Tras el terrible desastre ocurrido en Haití, se ha puesto en marcha una campaña de solicitud de ayuda y solidaridad en toda la Diócesis de Orihuela-Alicante a través de Cáritas Diocesana, en coordinación a su vez con Cáritas Española y Cáritas Internacionalis.
Por petición expresa del Obispo Diocesano, Monseñor Rafael Palmero, se ha puesto en alerta a toda la red de Cáritas Parroquiales de Orihuela-Alicante para que se pongan de inmediato manos a la obra con el fin de ofrecer y recabar aportaciones y ayuda.

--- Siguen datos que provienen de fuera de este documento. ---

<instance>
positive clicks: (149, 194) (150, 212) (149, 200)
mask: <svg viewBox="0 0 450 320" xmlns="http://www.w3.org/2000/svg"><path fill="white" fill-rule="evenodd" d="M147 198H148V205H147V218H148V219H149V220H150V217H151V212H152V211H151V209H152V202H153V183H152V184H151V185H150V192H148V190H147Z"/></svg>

Tanto es así que ha abierto esta campaña el mismo Obispado destinando ya 100.000 euros que encabezan las donaciones de la Diócesis para esta causa.
Pero sigue organizándose la ayuda para esta catástrofe en la medida de las posibilidades institucionales y personales. En concreto se puede llamar a los teléfonos de las parroquias, recabando información y para ingresar dinero solidario en las cuentas corrientes habilitadas por las parroquias. La cuenta de Caritas Diocesana es CAM 2090-0132-75-0040283637 con la indicación precisa de Emergencia-Haití.
Desde el Obispado estamos seguros que el corazón compasivo de todos los alicantinos va a ser muy generoso con este país que es de los más pobres de la tierra y que está siendo crucificado por la fatalidad y la injusticia internacional.
Este es el peor desastre que ha vivido Haití. Muchas personas han muerto en Puerto Príncipe. Sus cuerpos yacen por todas partes sobre las calles de la capital. Mucha gente sigue aún debajo de los escombros. Los hospitales están desbordados con los fallecidos y los heridos. El riesgo de epidemia es máximo. Con esta información ha descrito Joseph Jonides Villarson, el jefe de emergencias de Caritas Haití, la situación que vive el país tras el devastador terremoto de anteayer.
Caritas Haití ha procedido a la distribución de 60 tiendas de campaña y de productos de primera necesidad en varios hospitales y clínicas de la capital. Además, dispone de varios almacenes de ayuda humanitaria y de un importante equipo de voluntarios que se están encargando de auxiliar a los damnificados. En una segunda fase se contempla la reconstrucción de infraestructuras.